Command line options

usage: EASTR [-h] (--gtf GTF | --bed BED | --bam BAM) -r REFERENCE -i
             BOWTIE2_INDEX [--bt2_k BT2_K] [-o O]
             [--min_duplicate_exon_length MIN_DUPLICATE_EXON_LENGTH] [-a A]
             [--min_junc_score MIN_JUNC_SCORE] [--trusted_bed TRUSTED_BED]
             [--verbose] [--removed_alignments_bam] [-A A] [-B B] [-O O O]
             [-E E E] [-k K] [--scoreN SCOREN] [-w W] [-m M]
             [--out_original_junctions OUT] [--out_removed_junctions OUT]
             [--out_filtered_bam OUT] [--filtered_bam_suffix STR] [-p P]

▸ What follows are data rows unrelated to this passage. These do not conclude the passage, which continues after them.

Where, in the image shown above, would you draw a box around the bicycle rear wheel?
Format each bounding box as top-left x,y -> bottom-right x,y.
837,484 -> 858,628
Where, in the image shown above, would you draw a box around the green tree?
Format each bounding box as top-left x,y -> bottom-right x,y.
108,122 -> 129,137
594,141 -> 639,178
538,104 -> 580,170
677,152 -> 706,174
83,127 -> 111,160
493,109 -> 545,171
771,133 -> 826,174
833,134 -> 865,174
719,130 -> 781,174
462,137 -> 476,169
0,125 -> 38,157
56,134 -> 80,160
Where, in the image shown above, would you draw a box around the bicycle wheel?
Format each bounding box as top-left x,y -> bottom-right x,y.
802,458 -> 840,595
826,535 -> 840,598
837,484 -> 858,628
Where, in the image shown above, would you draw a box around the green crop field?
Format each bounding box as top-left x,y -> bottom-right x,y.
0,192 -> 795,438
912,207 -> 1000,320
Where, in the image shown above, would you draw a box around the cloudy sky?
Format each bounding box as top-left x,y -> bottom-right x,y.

EASTR: Emending alignments of spuriously spliced transcript reads. The script
takes GTF, BED, or BAM files as input and processes them using the provided
reference genome and BowTie2 index. It identifies spurious junctions and
filters the input data accordingly.

options:
  -h, --help            show this help message and exit
  --gtf GTF             Input GTF file containing transcript annotations
  --bed BED             Input BED file with intron coordinates
  --bam BAM             Input BAM file or a TXT file containing a list of BAM
                        files with read alignments
  -r REFERENCE, --reference REFERENCE
                        reference FASTA genome used in alignment
  -i BOWTIE2_INDEX, --bowtie2_index BOWTIE2_INDEX
                        Path to Bowtie2 index for the reference genome
  --bt2_k BT2_K         Minimum number of distinct alignments found by bowtie2
                        for a junction to be considered spurious. Default: 10
  -o O                  Length of the overhang on either side of the splice
                        junction. Default = 50
  --min_duplicate_exon_length MIN_DUPLICATE_EXON_LENGTH
                        Minimum length of the duplicated exon. Default = 27
  -a A                  Minimum required anchor length in each of the two
                        exons, default = 7
  --min_junc_score MIN_JUNC_SCORE
                        Minimum number of supporting spliced reads required
                        per junction. Junctions with fewer supporting reads in
                        all samples are filtered out if the flanking regions
                        are similar (based on mappy scoring matrix). Default:
                        1
  --trusted_bed TRUSTED_BED
                        Path to a BED file path with trusted junctions, which
                        will not be removed by EASTR.
  --verbose             Display additional information during BAM filtering,
                        including the count of total spliced alignments and
                        removed alignments
  --removed_alignments_bam
                        Write removed alignments to a BAM file
  -p P                  Number of parallel processes, default=1

Minimap2 parameters:
  -A A                  Matching score. Default = 3
  -B B                  Mismatching penalty. Default = 4
  -O O O                Gap open penalty. Default = [12, 32]
  -E E E                Gap extension penalty. A gap of length k costs
                        min(O1+k*E1, O2+k*E2). Default = [2, 1]
  -k K                  K-mer length for alignment. Default=3
  --scoreN SCOREN       Score of a mismatch involving ambiguous bases.
                        Default=1
  -w W                  Minimizer window size. Default=2
  -m M                  Discard chains with chaining score. Default=25.

Output:
  --out_original_junctions OUT
                        Write original junctions to the OUT file or directory
  --out_removed_junctions OUT
                        Write removed junctions to OUT file or directory; the
                        default output is to terminal
  --out_filtered_bam OUT
                        Write filtered bams to OUT file or directory
  --filtered_bam_suffix STR
                        Suffix added to the name of the output BAM files.
                        Default='_EASTR_filtered'

Citation

To cite EASTR in publications, please use the following reference:

Shinder I, Hu R, Ji HJ, Chao KH, Pertea M. EASTR: Identifying and eliminating systematic alignment errors in multi-exon genes. Nat Commun. 2023 Nov 9;14(1):7223. doi: 10.1038/s41467-023-43017-4. PMID: 37940654; PMCID: PMC10632439.